The extra space comes from the prefix sum array.

Test Cases

from typing import List

class Solution:
    def findBestValue(self, arr: List[int], target: int) -> int:
        from bisect import bisect_right

        arr.sort()
        n = len(arr)

        prefix = [0] * (n + 1)

        for i in range(n):
            prefix[i + 1] = prefix[i] + arr[i]

        def mutated_sum(value: int) -> int:
            index = bisect_right(arr, value)

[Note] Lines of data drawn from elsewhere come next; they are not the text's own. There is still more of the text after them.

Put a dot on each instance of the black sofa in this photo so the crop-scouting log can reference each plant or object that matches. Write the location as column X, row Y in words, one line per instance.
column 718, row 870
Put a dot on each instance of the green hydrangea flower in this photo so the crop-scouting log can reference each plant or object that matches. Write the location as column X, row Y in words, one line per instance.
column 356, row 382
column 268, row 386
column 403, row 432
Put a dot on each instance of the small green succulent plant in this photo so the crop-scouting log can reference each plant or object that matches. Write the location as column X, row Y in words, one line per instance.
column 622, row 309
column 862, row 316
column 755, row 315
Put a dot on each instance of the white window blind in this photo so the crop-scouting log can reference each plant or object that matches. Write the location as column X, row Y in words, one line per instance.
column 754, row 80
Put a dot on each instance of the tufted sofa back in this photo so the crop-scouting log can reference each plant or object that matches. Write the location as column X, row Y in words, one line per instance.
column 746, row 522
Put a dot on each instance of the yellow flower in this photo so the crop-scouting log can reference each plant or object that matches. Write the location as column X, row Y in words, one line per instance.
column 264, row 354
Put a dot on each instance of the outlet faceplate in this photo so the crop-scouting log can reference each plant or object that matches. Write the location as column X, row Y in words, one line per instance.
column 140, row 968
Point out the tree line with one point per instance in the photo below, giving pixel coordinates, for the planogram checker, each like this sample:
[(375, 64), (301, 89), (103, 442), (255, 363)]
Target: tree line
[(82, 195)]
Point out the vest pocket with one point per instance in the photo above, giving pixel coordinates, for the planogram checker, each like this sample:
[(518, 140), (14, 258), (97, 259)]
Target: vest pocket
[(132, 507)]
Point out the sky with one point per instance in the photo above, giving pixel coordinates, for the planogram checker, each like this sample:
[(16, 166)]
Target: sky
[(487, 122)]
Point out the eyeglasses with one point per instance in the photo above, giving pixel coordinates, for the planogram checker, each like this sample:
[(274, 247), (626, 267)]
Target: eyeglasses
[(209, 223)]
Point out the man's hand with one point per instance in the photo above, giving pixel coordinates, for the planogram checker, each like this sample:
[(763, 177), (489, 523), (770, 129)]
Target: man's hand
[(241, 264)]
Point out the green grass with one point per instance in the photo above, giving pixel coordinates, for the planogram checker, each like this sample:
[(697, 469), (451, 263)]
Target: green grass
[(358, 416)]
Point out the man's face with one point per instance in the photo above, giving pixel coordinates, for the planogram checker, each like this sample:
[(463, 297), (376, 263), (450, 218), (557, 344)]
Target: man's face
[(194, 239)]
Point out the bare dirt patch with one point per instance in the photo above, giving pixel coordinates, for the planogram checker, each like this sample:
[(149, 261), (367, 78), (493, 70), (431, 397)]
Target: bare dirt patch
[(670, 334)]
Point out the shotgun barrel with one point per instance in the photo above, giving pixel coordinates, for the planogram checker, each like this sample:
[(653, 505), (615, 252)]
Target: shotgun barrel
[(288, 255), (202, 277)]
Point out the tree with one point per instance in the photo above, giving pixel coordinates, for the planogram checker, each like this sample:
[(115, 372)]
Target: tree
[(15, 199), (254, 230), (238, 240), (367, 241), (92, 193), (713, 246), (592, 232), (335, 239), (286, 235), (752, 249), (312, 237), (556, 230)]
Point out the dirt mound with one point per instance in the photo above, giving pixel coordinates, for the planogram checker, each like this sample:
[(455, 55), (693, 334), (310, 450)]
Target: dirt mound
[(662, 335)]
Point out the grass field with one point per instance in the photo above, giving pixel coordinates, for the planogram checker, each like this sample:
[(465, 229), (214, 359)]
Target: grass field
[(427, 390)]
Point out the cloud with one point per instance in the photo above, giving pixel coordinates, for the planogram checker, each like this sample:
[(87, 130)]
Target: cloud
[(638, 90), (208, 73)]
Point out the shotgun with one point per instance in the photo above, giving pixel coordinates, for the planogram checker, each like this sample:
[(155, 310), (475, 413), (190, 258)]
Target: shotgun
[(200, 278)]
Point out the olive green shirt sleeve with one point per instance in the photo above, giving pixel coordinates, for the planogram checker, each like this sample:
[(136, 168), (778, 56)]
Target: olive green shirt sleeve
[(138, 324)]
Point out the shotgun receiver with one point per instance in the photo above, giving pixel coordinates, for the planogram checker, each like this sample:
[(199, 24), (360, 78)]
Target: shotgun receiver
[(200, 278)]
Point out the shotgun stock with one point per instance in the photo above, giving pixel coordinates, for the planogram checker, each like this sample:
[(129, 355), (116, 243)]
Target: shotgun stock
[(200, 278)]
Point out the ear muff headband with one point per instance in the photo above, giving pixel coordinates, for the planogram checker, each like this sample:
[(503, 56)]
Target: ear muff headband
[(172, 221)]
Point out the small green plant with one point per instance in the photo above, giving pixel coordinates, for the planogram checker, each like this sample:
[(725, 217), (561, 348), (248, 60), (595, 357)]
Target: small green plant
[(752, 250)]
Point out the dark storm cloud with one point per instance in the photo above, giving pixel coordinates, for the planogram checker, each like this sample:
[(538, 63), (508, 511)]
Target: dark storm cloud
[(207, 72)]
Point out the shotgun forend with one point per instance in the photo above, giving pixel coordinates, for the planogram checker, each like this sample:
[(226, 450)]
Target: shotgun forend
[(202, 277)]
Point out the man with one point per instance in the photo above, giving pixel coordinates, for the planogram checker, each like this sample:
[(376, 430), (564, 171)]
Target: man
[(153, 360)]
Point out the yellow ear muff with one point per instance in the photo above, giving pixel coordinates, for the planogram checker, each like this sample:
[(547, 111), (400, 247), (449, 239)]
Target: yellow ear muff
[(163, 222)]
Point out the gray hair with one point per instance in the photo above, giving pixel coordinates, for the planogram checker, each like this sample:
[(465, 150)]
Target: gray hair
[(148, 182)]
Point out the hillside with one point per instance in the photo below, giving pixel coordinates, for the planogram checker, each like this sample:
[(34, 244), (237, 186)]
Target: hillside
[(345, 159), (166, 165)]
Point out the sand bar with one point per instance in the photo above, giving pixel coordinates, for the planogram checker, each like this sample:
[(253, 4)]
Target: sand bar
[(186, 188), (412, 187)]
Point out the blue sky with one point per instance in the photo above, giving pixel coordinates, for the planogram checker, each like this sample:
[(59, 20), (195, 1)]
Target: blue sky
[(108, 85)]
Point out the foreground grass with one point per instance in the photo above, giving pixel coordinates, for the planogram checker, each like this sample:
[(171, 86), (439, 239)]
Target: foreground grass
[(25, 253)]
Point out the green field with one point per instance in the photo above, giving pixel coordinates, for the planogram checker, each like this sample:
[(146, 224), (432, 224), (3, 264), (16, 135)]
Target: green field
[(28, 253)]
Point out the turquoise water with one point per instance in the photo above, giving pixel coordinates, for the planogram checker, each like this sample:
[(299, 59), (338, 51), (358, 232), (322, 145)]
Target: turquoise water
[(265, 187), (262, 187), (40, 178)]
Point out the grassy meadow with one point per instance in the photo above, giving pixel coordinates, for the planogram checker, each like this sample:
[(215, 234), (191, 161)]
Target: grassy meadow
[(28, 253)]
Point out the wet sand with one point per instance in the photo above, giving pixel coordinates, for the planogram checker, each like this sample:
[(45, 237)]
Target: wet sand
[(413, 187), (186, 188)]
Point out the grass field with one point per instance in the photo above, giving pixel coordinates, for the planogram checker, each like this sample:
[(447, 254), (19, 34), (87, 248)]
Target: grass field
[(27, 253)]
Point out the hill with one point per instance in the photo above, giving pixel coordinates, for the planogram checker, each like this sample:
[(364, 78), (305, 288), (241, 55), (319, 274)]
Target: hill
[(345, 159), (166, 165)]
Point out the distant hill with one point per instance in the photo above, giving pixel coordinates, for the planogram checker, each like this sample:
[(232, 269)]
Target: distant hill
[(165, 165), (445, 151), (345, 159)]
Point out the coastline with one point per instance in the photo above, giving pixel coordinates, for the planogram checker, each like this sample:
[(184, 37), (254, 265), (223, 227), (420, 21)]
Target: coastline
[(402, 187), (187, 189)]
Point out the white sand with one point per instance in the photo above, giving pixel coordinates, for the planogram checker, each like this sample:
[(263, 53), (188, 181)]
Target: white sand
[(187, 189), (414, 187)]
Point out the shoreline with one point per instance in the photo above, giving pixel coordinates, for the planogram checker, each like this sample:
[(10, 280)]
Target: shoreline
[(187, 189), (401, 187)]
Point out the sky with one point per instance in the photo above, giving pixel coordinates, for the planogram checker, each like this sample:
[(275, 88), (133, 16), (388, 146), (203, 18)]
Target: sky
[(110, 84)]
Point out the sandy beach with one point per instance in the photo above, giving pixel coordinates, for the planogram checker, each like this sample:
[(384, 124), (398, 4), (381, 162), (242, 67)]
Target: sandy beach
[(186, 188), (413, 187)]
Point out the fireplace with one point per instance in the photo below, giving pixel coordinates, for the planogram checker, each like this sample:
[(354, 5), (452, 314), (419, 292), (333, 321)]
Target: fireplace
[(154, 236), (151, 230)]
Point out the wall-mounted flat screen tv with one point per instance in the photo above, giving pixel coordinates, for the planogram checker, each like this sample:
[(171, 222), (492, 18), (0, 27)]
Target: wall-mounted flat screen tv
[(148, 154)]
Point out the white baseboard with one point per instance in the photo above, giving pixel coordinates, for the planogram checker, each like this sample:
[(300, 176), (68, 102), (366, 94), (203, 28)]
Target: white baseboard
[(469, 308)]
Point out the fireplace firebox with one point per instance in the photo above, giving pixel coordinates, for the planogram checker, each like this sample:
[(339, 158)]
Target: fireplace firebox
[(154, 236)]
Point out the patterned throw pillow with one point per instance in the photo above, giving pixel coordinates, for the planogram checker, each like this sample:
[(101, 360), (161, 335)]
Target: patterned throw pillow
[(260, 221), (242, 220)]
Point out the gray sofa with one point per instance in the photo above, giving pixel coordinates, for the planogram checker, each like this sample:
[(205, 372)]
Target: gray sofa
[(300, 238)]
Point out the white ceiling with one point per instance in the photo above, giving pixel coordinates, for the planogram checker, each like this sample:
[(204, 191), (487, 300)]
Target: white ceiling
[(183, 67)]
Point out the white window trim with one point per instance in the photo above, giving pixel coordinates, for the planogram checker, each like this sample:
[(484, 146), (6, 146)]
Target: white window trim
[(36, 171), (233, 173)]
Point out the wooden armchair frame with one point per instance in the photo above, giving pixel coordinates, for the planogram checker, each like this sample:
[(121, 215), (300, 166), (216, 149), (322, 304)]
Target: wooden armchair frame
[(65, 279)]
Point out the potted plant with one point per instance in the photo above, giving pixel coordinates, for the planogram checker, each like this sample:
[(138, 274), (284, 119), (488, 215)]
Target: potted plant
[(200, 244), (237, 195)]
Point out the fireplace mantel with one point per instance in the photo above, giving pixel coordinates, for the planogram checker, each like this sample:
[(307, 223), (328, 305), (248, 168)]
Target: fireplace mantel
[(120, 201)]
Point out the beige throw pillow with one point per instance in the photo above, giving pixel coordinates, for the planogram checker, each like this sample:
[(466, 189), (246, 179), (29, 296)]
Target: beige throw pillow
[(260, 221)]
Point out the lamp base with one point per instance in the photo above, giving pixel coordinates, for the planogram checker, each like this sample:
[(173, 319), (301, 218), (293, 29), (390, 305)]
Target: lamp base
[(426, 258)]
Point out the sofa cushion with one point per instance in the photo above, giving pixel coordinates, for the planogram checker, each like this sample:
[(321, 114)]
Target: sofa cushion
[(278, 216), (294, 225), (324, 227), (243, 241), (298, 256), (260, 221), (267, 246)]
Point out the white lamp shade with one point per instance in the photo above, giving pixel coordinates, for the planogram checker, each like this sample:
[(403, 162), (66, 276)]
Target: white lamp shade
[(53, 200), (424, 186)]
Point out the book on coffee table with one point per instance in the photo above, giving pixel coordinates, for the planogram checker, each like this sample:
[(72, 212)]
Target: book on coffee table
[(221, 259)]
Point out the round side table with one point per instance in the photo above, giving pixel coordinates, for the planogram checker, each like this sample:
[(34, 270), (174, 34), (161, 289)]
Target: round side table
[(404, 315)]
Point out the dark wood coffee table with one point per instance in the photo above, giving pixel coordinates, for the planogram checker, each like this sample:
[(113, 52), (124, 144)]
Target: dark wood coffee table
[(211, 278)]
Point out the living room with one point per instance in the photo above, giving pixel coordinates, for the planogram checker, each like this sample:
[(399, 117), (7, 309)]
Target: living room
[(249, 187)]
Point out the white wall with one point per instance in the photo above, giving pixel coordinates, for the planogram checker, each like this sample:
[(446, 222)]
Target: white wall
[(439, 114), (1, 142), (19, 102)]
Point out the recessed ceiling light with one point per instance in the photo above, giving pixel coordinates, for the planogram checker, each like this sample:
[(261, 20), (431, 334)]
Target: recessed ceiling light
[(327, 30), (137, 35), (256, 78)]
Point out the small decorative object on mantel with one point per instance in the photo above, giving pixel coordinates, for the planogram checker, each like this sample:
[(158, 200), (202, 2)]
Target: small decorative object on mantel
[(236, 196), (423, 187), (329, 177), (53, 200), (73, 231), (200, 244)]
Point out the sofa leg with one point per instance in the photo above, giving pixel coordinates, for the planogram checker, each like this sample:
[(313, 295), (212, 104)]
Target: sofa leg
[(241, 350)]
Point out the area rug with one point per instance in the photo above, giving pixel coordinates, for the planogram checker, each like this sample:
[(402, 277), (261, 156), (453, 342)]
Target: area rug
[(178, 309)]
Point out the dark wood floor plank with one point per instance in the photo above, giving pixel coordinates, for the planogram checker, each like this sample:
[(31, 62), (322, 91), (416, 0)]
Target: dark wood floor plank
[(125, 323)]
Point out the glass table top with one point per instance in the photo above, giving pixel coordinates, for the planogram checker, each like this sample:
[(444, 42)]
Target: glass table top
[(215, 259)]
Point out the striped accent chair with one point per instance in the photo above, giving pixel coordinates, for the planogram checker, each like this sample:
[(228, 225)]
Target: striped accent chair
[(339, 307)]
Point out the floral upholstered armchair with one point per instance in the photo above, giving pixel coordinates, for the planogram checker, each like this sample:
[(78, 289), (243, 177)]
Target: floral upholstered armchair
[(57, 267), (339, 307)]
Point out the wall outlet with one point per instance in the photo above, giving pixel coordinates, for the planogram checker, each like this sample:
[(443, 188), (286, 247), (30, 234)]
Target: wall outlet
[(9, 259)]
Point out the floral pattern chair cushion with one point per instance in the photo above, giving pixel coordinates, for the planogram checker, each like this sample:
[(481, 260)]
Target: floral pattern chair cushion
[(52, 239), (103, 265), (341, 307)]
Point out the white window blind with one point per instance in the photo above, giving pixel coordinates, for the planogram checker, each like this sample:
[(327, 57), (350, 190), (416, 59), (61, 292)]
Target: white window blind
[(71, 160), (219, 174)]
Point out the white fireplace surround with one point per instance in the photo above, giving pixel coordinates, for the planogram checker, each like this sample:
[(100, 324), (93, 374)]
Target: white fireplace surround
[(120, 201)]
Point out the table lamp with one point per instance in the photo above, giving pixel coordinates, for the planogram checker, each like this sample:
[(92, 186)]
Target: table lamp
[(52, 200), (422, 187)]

            return prefix[index] + value * (n - index)

        left = 0
        right = arr[-1]

        while left < right:
            mid = (left + right) // 2

            if mutated_sum(mid) < target:
                left = mid + 1
            else:
                right = mid

        if abs(mutated_sum(left - 1) - target) <= abs(mutated_sum(left) - target):
            return left - 1

        return left

solution = Solution()

assert solution.findBestValue([4, 9, 3], 10) == 3  # example 1
assert solution.findBestValue([2, 3, 5], 10) == 5  # exact original sum
assert solution.findBestValue([60864, 25176, 27249, 21296, 20204], 56803) == 11361  # example 3

assert solution.findBestValue([1], 1) == 1  # single element exact match
assert solution.findBestValue([10], 5) == 5  # single element reduction
assert solution.findBestValue([1, 2, 3], 100) == 3  # target larger than original sum
assert solution.findBestValue([5, 5, 5], 10) == 3  # repeated elements
assert solution.findBestValue([100000], 1) == 1  # large value reduced heavily
assert solution.findBestValue([2, 2, 2], 1) == 0  # mutation to zero
assert solution.findBestValue([4, 4, 4], 11) == 4  # already closest
assert solution.findBestValue([1, 100, 100], 102) == 51  # tie handling
Test Why
[4,9,3], 10 Verifies tie-breaking rule
[2,3,5], 10 Original array already matches target
Large mixed values example Tests general binary search correctness
[1], 1 Smallest valid input
[10], 5 Single element reduction
[1,2,3], 100 Target larger than original sum
[5,5,5], 10 Repeated values
[100000], 1 Very large value reduction
[2,2,2], 1 Mutation value becomes zero
[4,4,4], 11 Closest value equals existing element
[1,100,100], 102 Verifies correct tie handling

Edge Cases

One important edge case occurs when the target is larger than the original array sum. In this situation, no mutation can increase the sum because mutations only reduce values. The optimal answer is therefore the maximum array value, which leaves the array unchanged. The implementation handles this naturally because the binary search eventually converges to the largest possible mutation value.

Another important case occurs when the target is extremely small, even smaller than the array length. Since all elements are positive, the best mutation value may become zero. Many incorrect implementations assume mutation values must be positive, but the problem allows zero. The binary search correctly includes zero in the search space.

Tie-breaking is another subtle source of bugs. Two adjacent mutation values may produce sums equally distant from the target. The problem explicitly requires returning the smaller value. The implementation handles this by checking both left and left - 1, then using <= when comparing differences so the smaller value wins ties.

A final edge case involves arrays containing many duplicate elements. Binary search boundaries can become tricky if the helper function does not correctly identify the first value greater than the mutation threshold. Using bisect_right in Python and sort.Search in Go ensures duplicates are handled correctly and all values less than or equal to the mutation threshold remain unchanged.